For whatever the reason, each and every day people make the decision to move away from their native country to pursue a life elsewhere. Whether it is a dual citizen looking to give up their passport of one country, or someone looking for a fresh start, the tax implications of being an expatriate are a complicated minefield to navigate.
The reality is not all US expatriates need to worry, only those considered to be “Covered Expatriates”, under the Internal Revenue Code (“IRC”) rules. These people must take careful consideration of expatriate taxes, among other possible issues, before packing their bags to determine if the cross border tax and estate planning implications of leaving are worth the final destination.

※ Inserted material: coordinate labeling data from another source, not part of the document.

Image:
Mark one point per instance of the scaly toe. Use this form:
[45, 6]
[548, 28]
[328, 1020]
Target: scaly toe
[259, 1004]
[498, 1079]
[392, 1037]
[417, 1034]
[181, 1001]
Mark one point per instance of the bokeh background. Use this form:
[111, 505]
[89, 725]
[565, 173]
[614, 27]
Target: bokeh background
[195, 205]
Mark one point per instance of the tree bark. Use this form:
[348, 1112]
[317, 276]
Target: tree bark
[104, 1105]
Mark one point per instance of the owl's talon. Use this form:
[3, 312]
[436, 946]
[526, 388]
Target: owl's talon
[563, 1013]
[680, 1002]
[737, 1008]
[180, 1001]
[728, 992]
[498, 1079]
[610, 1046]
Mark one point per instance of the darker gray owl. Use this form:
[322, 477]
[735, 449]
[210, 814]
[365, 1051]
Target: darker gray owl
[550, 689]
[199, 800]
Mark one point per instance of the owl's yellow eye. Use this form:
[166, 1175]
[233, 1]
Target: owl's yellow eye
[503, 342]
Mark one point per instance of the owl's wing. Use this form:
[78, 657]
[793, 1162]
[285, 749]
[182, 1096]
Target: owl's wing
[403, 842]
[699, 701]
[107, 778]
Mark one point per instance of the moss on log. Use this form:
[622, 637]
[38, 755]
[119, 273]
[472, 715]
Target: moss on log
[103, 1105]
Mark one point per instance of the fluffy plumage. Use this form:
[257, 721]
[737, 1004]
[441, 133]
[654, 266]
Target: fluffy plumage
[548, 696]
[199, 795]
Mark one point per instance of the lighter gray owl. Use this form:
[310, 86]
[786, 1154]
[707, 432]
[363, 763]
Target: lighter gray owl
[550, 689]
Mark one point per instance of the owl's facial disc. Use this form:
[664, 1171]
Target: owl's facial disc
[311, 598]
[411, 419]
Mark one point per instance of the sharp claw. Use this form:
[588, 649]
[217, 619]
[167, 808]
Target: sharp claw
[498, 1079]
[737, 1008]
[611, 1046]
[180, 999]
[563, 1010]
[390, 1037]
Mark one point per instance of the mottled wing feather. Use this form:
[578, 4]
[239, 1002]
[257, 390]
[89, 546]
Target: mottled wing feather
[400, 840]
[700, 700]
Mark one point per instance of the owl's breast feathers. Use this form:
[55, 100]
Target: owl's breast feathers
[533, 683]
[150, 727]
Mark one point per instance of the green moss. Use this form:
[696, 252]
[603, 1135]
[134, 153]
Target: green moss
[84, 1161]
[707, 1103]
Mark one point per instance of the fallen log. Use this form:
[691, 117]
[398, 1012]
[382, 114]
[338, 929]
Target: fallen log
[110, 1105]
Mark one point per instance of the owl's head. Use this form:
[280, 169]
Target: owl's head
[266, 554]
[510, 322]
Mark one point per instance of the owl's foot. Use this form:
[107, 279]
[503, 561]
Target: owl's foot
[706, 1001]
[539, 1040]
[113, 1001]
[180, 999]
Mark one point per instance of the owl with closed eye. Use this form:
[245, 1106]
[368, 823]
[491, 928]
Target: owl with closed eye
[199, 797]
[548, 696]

Anyone thinking about leaving the United States permanently must first see if they meet any of the criteria of the IRC Tax Liability Test (the ”Test”). First, what was the expatriate’s average annual net taxable income over the last five years? If the answer is greater than $151,000, then that person will meet the Test and be considered a Covered Expatriate. Secondly, even if the income of our expatriate falls below this exempted limit, they may still be caught under the Test and considered a Covered Expatriate should their net worth be in excess of $2,000,000 on the date of US expatriation. Another test is used to determine the value of ones beneficial interest held in a trust, which will form part of their net worth.
Unfortunately, even if one doesn’t meet any of the criteria of the Test, there is still an additional hurdle to overcome. Has the expatriate met all their US tax liabilities over the last five years? If the answer is no, filing back returns will be a must before loading the U-Haul. The US government will require all expatriates to file IRS form 8854, which under the penalty of perjury the expatriate must attest to satisfying this requirement.
There are of course always exceptions to the rules. Even Covered Expatriates can slip away without any tax consequence. A dual citizen expatriating, who became a US citizen at birth, along with that of another country, will be exempt from tax liability if (1) the expatriate is still a taxed citizen of that other country on the date of departure and (2) the expatriate has been a US resident for no more than 10 of the last 15 years. Another example would apply to those looking to expatriate before attaining the age of 18 years 6 months. In this case, provided the expatriate has been a resident for no more than 10 years, departure can be achieved without much consequence. In both examples, residence is based on the Substantial Presence Test found under Section 7701(b)(3) of the Internal Revenue Code.
The United States also has many resident taxpayers who are not citizens, but merely green card holders. These green card holders can also be considered expatriates if they decide to no longer be a resident of the US and have had a green card for at least 8 of the last 15 tax years. When calculating the number of years one held a green card, it is important to note that holding a green card for any period of time in a calendar year will constitute a full year for the purpose of this test.
It is important to seek the appropriate advice before simply leaving the US. Cross border tax and estate planning advice is essential. Determining whether one is a Covered Expatriate is important, as all Covered Expatriates are subject to the Exit Tax rules and tax, depending on the extent of their accrued capital gains. A proper analysis would be needed to determine exactly what the Exit Tax would be.
Pack the U-Hual, get on that jet plane, even if you don’t know whether you’ll be back again, but first make sure you’re really ready to leave.